Benedictine: Mixed Milk / Mixed Reaction
July 30, 2010
Benedictine is a good lesson in how one’s cheese preferences are shaped by multiple factors, not just taste. The texture of a cheese may have as much impact as its flavors on a person’s opinion. Cheese Chatter stays away from longer aged cheeses because their flakier textures are unappealing to our tasters. I’ve also learned that my kids will lap up the foulest smelling cheeses–ones that smell like dung–as long as they are velvety smooth.
So we come to Benedictine–a semi-soft mixed milk cheese made from a combination of sheep, cow and goat milks. Benedictine is a rindless cheese produced by Carr Valley Cheese Company in Wisconsin and is aged for 12 weeks.

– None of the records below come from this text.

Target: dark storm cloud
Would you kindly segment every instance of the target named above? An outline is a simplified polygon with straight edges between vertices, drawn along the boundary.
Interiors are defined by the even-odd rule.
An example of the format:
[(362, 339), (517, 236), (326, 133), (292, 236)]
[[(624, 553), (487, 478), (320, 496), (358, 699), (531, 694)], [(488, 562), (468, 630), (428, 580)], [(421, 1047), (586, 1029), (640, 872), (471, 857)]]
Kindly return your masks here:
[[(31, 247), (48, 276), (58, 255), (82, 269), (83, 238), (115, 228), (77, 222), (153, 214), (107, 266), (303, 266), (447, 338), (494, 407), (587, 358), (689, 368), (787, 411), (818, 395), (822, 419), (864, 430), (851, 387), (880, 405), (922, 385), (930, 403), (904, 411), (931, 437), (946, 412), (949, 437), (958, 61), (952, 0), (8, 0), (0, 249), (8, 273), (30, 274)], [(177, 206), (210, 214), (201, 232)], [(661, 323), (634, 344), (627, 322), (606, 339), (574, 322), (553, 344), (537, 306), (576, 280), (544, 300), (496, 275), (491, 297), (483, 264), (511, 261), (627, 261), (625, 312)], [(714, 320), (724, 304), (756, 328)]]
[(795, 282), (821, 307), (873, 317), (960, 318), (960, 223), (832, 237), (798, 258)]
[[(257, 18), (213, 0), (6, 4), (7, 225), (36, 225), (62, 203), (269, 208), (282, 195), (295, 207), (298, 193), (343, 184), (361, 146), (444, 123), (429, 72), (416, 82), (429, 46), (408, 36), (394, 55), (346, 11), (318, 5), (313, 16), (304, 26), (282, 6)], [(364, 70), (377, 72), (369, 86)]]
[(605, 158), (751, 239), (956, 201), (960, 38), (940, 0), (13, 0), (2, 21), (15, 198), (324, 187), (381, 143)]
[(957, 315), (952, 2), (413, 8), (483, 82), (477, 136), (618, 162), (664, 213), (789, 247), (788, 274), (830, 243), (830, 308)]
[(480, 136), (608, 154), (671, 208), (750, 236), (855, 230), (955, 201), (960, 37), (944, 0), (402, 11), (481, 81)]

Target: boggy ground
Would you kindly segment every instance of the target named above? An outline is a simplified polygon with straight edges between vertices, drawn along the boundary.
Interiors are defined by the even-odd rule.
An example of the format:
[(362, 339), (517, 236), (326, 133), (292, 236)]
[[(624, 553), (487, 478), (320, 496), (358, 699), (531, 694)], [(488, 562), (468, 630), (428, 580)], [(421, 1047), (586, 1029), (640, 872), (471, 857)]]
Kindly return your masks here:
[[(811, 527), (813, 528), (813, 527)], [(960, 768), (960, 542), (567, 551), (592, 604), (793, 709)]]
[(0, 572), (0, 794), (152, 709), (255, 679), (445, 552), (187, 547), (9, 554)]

Jacob picked this cheese because he was intrigued by its mixed milks.
Benedictine is the color of cooked pasta and looks similar to Monterey Jack. Its surface is a bit spongy and smooth to the touch. Out of refrigeration, this cheese clumps into a mass under pressure from a butter knife. Even with a soft cheese knife, Benedictine adheres to the knife blade, forcing one to peel cheese slices off the knife (not very elegant or hygienic).
This cheese has a pungent scent that is tangy and sour. Its scent is similar to Cheese-Its, but more intense. Benedictine is creamy and very rich in the mouth. It is intensely salty at first, then mellows in the mouth. This cheese leaves a slightly sour flavor on the tongue, reminiscent of cow’s milk cheeses.
We were mixed in our opinion of Benedictine. The kids–who are more partial to semi-soft cheeses–both liked this cheese. I did not like its texture and found its salty introduction too loud and distracting from its other qualities. Benedictine is a bit off-balance in flavor and needs something sweet (some fruit or a beverage) to counter its intense flavors. Given our issues slicing Benedictine, this is not a cheese for a communal cheese plate or picnic.